Teams returning to the Premier League have limited historical data to generate ATT and DEF ratings. Until they have played enough matches to generate a reliable estimate - typically 6 to 8 gameweeks - their ratings are generated using average league values, which almost certainly misrepresents their true quality, but we'll flag this under the relevant fixtures early in the season. Predictions for these fixtures should be interpreted with wider uncertainty than the output probability implies. This is a current and deliberate trade-off: initialising from lower-league data introduces more noise.
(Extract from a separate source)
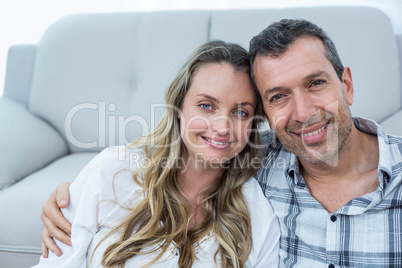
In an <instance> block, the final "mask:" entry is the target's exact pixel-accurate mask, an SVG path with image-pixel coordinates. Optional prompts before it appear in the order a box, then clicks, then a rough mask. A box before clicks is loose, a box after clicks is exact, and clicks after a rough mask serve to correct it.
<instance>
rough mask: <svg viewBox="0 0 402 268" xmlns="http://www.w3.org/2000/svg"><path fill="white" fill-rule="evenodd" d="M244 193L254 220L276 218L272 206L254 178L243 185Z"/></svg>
mask: <svg viewBox="0 0 402 268" xmlns="http://www.w3.org/2000/svg"><path fill="white" fill-rule="evenodd" d="M242 191H243V196H244V198H245V200H246V202H247V205H248V207H249V211H250V214H251V216H252V218H254V219H255V218H260V220H263V219H266V220H271V219H272V218H275V214H274V212H273V209H272V206H271V204H270V203H269V201H268V199H267V198H266V197H265V196H264V194H263V192H262V189H261V186H260V185H259V184H258V182H257V180H256V179H255V178H254V177H253V178H250V179H249V180H248V181H247V182H246V183H245V184H244V185H243V189H242ZM263 212H264V213H263Z"/></svg>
Mid-season manager changes

The model currently has no feature to detect or respond to managerial appointments. Team ratings are driven entirely by results, so a tactical reset following a new appointment won't register until it produces a sustained change in outcomes (if any). This is the single scenario most likely to produce a model miss on a team whose underlying quality has improved faster than the data can reflect.

Fixture Importance

The model has no concept of what a result will mean to either side. A team with nothing to play for after GW36 may press less intensely than their rating will suggest, but the model still assigns them the same probability it would in a match where points still matter to them. This cuts in several directions. Teams chasing a title or a top-four finish routinely field full-strength sides in every Premier League fixture, often regardless of European commitments, and the model handles these reasonably well. The harder cases are: sides with confirmed European football already secured who rotate ahead of a final, teams mathematically safe from relegation with six games left who visibly ease off, and mid-table sides with no upward or downward pressure who meet a team scrapping for a Champions League place - the model will likely underestimate the motivated side and overestimate the comfortable one. Relegation run-ins are particularly prone to this: a side one point above the drop will frequently outperform their season-average ratings in must-win fixtures, producing upsets the model systematically underweights. European rotation compounds the issue for elite clubs - a team playing Thursday in Europe and Sunday in the Premier League will field a different eleven to the one their ATT and DEF ratings reflect, and the model cannot see that coming.

Draws

Draws are the hardest outcome to predict for any probabilistic model of football, and this one is no exception. The bivariate Poisson with Dixon-Coles correction improves draw calibration against a naive independent Poisson, but the model's average draw probability (~26%) still slightly underestimates the EPL's actual draw rate. The structural reason is that draws emerge from match dynamics - tactical adjustments, defensive shape after going ahead - that no pre-match model can capture. Treat draw probabilities as directionally useful rather than precisely calibrated.

Early season (GW1–GW6)

The form component of team ratings is computed from the last 20 matches. At the start of a new season, the current-season sample is small and the model leans heavily on historical data that may now be stale - squads change significantly in the summer transfer window. Predictions in the opening six gameweeks carry meaningfully more variance than the rest of the season, and the backtest metrics above should not be assumed to hold equally across all gameweeks. The walk-forward methodology mitigates this, but cannot eliminate it.

What this means for the backtest numbers

The performance metrics above are real and have not been cherry-picked - they reflect the full 2024/25 season under walk-forward conditions with no future data. But they are averages. The model performs best on mid-table fixtures between established sides with stable squads and no European distraction, and worst on promoted sides, rotation-heavy periods in November–March, and matches immediately following a manager change. If you are using the model's output for any purpose that requires you to understand its distributional accuracy rather than its average accuracy, those caveats matter.